Pixel Watch 5
- Brand: Google
- Type: Smartwatch
- Series: Pixel
- First released: August 20, 2026; 9 days ago
- Predecessor: Pixel Watch 4
- Dimensions: Diameter: 41 mm (1.6 in) / 1.8 in (45 mm); Height: 12.3 mm (0.5 in);
- Weight: 31.0 g (1.09 oz) (41mm version) / 36.7 g (1.29 oz) (45mm version)
- Operating system: Wear OS 7
- System-on-chip: Qualcomm Snapdragon W5 Gen 2 Accelerated
- CPU: 4x ARM Cortex A53 + 1x ARM Cortex M55 (co-processor)
- GPU: 1 GHz Adreno A702
- Memory: 3 GB LPDDR4
- Storage: 64 GB eMMC flash
- SIM: eSIM (LTE models)
- Battery: 332 mAh (41mm) / 465 mAh (45mm)
- Display: 408 × 408 px (41mm) / 456 × 456 px (45mm) at 320 ppi; LTPO OLED; 1-60 Hz refresh rate;
- Sound: Speaker; Microphone;
- Connectivity: Wi-Fi 4 + MIMO; Bluetooth 6.0; NFC; Dual-band GNSS (GPS / GLONASS / Galileo / NB-NTN / Beidou); Ultra-wideband (UWB) chip;
- Data inputs: Haptic crown; Side button; Touchless one-handed gestures; 3-axis accelerometer; Gyroscope; Barometer; Magnetometer;
- Water resistance: IP68 / 5 ATM
- Other: Custom 3D Corning Gorilla Glass 5
- Website: https://store.google.com/product/pixel_watch_5?hl=en-US

= Pixel Watch 5 =

2026 smartwatch developed by Google

The Pixel Watch 5 is a Wear OS-based smartwatch designed, developed, and marketed by Google as part of the Google Pixel product line. It succeeds the Pixel Watch 4, iterating on its design and feature set and upgrading specs.

== History ==
In late-June 2026, the watches were approved by the Federal Communications Commission (FCC).

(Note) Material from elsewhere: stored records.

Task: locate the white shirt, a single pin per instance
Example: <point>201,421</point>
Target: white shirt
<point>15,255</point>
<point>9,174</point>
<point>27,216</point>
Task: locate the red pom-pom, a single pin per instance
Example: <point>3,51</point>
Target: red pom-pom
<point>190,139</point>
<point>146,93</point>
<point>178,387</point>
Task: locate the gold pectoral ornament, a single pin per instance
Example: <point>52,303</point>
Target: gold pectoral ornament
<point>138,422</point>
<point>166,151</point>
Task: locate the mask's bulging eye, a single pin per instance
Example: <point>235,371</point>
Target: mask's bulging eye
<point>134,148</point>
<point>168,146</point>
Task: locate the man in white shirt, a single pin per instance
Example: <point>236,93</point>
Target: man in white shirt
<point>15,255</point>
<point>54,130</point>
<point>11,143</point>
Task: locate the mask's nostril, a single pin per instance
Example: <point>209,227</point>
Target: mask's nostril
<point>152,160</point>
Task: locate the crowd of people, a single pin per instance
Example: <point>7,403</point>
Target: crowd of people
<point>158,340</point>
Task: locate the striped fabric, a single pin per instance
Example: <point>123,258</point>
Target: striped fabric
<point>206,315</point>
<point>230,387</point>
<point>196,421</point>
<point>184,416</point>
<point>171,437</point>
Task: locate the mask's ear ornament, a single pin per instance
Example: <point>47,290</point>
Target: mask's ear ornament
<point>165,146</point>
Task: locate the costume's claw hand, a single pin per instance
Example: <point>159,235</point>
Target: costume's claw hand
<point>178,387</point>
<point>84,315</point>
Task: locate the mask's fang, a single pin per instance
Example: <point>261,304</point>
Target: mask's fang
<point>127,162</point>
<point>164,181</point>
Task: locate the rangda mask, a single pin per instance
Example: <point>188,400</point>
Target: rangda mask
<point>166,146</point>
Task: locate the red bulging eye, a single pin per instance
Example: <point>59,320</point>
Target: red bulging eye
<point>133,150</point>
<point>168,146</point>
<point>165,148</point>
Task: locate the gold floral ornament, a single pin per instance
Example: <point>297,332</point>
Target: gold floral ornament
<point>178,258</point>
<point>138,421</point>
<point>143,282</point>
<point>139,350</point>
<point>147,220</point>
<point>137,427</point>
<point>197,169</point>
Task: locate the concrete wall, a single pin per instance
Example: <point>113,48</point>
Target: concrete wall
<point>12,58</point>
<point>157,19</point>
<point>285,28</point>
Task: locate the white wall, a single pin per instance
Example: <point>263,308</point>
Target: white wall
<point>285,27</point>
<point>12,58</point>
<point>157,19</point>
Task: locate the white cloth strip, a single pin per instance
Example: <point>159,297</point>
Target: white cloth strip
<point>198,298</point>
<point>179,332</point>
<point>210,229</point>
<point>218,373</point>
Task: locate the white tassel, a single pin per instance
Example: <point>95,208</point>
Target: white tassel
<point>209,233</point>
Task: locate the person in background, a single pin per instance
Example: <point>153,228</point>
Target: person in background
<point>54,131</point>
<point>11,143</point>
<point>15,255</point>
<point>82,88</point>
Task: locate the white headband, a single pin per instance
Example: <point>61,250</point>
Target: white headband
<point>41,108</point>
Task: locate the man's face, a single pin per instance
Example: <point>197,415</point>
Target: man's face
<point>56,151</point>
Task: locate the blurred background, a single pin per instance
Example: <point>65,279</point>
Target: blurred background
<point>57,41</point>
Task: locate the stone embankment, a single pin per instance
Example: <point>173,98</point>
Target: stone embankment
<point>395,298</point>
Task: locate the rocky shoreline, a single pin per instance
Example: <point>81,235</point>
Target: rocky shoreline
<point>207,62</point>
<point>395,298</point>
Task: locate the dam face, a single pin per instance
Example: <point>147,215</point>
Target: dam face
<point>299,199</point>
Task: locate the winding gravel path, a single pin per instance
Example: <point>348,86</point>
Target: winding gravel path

On July 7, 2026, Google sent out invites for the next Made by Google event, set for August 12 in New York City.

In August 2026, the Pixel Watch 5's design was teased in a video, showing off the Pixel Watch 5 lineup, and Stephen Curry bands for the Pixel Watch 5 were leaked soon after.

== Features ==
The Pixel Watch 5 includes several new health features including insulin resistance trends, blood pressure trends, sleep breathing quality trends, and breathing emergency detection. These are powered by Google's wearable foundation models, including SensorLM.